Unlike many Stafford loan programs, repayment of a PLUS loan begins right away, typically within 60 days after the loan funds are disbursed. Interest begins accumulating from the time the first disbursement is made. Both principal and interest are paid in regular monthly installments while the student is in school. Payments are made to the private lender in the case of FFEL (Federal Family Education Loan) loans and to a U.S. Dept of Education servicing center in the case of Direct loans.

Be sure to calculate carefully all the costs associated with obtaining a PLUS loan, and look on it as a loan of last resort. Even a home equity loan, for example, might well be less expensive since the interest is tax-deductible.

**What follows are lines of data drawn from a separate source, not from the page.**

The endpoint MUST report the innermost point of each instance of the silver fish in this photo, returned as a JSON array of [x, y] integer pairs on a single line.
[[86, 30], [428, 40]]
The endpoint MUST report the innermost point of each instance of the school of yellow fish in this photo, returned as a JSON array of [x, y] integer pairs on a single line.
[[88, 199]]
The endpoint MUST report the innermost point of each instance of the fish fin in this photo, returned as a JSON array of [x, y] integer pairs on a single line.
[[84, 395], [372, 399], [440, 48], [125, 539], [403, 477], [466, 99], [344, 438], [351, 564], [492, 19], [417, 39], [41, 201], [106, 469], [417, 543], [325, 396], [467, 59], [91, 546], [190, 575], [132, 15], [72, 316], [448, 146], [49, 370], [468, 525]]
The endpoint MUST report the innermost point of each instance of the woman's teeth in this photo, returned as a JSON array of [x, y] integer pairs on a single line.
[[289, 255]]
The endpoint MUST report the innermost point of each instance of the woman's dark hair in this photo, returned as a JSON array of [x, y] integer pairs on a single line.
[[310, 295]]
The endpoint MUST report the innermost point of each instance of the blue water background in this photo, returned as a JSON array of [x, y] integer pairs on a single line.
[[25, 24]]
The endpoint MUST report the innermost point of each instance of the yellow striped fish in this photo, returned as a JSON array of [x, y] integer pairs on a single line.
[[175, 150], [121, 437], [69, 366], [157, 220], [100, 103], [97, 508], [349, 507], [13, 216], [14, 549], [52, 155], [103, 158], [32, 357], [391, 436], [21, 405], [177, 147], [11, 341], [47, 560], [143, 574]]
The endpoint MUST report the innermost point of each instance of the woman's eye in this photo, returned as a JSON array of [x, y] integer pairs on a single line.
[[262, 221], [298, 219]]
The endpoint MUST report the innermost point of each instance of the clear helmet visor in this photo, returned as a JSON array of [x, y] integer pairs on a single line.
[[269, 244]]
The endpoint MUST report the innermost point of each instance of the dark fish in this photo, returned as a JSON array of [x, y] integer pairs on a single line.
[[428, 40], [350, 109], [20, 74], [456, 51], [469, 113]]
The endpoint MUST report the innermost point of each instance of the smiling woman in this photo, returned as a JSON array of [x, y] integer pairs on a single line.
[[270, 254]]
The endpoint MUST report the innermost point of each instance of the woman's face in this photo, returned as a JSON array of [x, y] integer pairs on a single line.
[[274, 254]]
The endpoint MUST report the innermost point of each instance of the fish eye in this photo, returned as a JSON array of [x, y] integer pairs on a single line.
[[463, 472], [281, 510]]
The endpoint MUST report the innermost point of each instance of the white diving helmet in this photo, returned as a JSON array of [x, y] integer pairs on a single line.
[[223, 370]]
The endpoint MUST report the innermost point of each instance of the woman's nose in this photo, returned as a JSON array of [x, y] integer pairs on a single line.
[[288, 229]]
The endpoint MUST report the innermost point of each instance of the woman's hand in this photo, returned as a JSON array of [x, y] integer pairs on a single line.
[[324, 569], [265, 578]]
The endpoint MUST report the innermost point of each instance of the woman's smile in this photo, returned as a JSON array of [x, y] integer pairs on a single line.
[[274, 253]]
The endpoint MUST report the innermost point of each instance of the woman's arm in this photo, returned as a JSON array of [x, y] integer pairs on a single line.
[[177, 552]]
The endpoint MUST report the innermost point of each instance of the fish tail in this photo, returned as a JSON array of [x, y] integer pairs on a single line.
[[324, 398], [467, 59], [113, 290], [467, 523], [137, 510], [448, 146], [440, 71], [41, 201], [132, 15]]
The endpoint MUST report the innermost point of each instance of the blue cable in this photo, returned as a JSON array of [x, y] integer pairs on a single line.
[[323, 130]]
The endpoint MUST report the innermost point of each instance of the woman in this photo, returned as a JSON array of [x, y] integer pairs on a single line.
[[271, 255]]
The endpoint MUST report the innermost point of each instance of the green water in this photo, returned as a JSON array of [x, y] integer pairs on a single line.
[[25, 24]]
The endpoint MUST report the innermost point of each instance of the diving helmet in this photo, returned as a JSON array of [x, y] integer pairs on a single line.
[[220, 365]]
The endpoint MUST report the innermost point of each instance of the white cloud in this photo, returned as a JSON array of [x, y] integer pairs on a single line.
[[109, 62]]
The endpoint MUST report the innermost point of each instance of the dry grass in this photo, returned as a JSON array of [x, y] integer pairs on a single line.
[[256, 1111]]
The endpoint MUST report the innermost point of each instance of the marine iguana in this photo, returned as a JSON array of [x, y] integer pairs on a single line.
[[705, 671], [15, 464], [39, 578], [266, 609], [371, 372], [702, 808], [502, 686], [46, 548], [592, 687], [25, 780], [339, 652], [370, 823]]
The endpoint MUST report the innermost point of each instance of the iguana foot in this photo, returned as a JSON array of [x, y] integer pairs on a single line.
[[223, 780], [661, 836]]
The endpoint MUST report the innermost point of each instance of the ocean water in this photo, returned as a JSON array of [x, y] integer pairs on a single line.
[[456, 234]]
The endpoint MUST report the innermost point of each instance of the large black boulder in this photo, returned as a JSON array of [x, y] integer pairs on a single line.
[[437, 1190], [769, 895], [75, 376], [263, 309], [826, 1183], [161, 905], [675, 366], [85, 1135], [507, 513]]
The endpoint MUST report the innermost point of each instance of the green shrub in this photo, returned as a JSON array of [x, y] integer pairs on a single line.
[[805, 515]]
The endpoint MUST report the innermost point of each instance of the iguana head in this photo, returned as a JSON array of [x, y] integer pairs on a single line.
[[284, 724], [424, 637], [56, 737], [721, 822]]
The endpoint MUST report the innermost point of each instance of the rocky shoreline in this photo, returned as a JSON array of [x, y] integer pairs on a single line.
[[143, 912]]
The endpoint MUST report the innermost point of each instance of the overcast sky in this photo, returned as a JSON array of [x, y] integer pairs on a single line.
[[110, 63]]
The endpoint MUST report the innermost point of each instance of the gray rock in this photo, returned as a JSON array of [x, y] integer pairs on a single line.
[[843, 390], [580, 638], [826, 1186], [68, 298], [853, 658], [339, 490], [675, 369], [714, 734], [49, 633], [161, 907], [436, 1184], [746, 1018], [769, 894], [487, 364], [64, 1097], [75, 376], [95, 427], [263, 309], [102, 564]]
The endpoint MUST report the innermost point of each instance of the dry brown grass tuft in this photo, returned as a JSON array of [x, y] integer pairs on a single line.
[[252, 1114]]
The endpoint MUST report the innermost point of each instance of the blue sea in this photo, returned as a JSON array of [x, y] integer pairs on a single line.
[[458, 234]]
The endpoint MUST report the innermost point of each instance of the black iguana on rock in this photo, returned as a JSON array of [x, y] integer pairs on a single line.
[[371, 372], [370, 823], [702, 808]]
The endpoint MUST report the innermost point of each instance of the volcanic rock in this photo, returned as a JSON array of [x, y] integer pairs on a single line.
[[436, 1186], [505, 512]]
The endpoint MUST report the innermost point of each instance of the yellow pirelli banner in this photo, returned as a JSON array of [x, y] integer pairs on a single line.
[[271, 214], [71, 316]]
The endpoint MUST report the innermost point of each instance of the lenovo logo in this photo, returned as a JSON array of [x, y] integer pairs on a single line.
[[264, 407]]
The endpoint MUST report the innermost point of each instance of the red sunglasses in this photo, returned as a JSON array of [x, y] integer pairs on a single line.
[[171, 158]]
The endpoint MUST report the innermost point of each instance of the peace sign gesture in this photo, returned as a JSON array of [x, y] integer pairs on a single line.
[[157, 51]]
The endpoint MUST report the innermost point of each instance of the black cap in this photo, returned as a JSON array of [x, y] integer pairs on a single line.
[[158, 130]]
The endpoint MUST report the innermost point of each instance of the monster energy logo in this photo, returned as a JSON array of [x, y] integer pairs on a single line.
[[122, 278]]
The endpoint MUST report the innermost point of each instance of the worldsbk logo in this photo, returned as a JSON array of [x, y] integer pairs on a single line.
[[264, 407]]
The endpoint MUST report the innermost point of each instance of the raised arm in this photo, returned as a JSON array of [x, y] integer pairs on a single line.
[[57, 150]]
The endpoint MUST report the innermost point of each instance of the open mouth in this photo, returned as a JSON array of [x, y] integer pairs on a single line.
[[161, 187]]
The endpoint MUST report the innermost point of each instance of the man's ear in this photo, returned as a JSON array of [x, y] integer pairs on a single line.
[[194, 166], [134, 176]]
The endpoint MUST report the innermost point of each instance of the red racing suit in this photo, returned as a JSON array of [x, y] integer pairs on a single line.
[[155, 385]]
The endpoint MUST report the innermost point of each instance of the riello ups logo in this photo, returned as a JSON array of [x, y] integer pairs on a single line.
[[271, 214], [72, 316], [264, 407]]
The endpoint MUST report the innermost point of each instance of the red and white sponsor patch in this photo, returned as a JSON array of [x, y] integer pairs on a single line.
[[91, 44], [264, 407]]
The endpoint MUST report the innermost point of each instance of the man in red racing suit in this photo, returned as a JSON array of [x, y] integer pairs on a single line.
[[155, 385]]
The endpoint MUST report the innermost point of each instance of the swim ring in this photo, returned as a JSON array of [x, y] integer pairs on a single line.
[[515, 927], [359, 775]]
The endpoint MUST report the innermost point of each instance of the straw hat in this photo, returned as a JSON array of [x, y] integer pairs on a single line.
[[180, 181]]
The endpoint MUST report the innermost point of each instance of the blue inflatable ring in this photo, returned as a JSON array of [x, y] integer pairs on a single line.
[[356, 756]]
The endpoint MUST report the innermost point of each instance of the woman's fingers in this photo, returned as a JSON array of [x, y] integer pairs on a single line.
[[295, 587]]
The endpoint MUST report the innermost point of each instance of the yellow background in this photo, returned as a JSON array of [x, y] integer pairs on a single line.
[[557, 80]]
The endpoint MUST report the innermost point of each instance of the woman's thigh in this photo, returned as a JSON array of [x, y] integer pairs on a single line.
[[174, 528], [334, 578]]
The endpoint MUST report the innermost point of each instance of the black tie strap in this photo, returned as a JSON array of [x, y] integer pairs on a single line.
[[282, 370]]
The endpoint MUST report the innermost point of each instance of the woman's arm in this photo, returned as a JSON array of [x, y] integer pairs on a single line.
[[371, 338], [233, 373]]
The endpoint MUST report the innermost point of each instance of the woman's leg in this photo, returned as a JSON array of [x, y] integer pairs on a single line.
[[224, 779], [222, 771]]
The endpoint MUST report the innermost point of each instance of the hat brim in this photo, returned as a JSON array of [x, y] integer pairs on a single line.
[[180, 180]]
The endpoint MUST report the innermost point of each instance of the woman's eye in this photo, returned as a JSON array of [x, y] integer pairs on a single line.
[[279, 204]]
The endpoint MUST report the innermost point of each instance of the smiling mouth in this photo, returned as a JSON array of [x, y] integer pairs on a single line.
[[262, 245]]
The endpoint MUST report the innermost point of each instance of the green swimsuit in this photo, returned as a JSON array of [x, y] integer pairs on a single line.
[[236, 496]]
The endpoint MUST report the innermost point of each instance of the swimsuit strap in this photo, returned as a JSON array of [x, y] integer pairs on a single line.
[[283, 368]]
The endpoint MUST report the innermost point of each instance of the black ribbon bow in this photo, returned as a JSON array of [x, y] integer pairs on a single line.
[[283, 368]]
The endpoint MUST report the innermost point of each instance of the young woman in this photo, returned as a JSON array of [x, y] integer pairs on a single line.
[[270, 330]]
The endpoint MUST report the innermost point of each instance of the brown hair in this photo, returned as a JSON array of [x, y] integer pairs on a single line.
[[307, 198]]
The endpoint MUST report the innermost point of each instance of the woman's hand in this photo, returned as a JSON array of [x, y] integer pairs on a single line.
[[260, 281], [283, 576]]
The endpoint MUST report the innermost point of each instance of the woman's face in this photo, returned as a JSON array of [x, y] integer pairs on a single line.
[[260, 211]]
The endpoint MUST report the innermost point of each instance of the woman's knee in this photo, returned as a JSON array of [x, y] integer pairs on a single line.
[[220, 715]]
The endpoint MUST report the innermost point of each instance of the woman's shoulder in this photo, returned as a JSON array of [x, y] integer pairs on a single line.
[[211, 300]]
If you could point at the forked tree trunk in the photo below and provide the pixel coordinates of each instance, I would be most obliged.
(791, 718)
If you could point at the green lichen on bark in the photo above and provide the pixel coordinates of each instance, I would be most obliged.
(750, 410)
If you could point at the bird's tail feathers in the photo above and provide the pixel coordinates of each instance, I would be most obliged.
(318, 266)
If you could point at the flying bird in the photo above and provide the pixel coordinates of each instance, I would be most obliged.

UKLI - Invest in UK Land for Sale

When it comes to safe and secure investment, Land investment always is the best choice. Invest in UK Land from UKLI which offers UK Plots starting from 14,000 GBP.

On the subject of a safe and secure investment our representatives also explained the company’s land investment policy, in which the company ensures that the best interests of its clients match its own best interests by retaining up to thirty percent of each development. We at UKLI truly care about the health of our client’s investments.

Invest in UK Plots from UKLI
Many people have a hard time believing that land in the UK could be so economical. UK plots from UKLI starting from 14,000 GBP! It’s actually cheaper to invest in this UK land than in land in some parts of India.

This is due to the fact that the land selected by UKLI’s land surveyors is undeveloped land not currently zoned for development. Part of what the company does is get that land appropriated for development. Upon allocation the land can yield returns of up to 400% over a period of only three to seven years. In reality, the only thing a client has to lose is time.


Additional resources

The William D Ford Direct Loan Program
The Direct loan program began about 15 years ago and, in true American fashion, was designed to cut out the middle man. Instead of having banks, credit unions and other private businesses lend read more...

Popular

Stock exchange
Learn how to invest in the stock read more...


Data Cleansing for Data Warehousing
How important is Extract, Transform, Load (ETL) to data Warehousing?

Introduction to OLAP
Slice, Dice and Drill!


We strive to provide quality information, so if there is a specific topic related to personal finance that you would like us to cover, please contact us at any time.

And again, thank you to those contributing daily to our PLUS student loans page.

Word To the Wise

Researching thoroughly all the options to finance their studies, and understanding their student loan options and obligations can be one of the most important tasks students perform during their college years. It certainly will have an impact in their quality of life.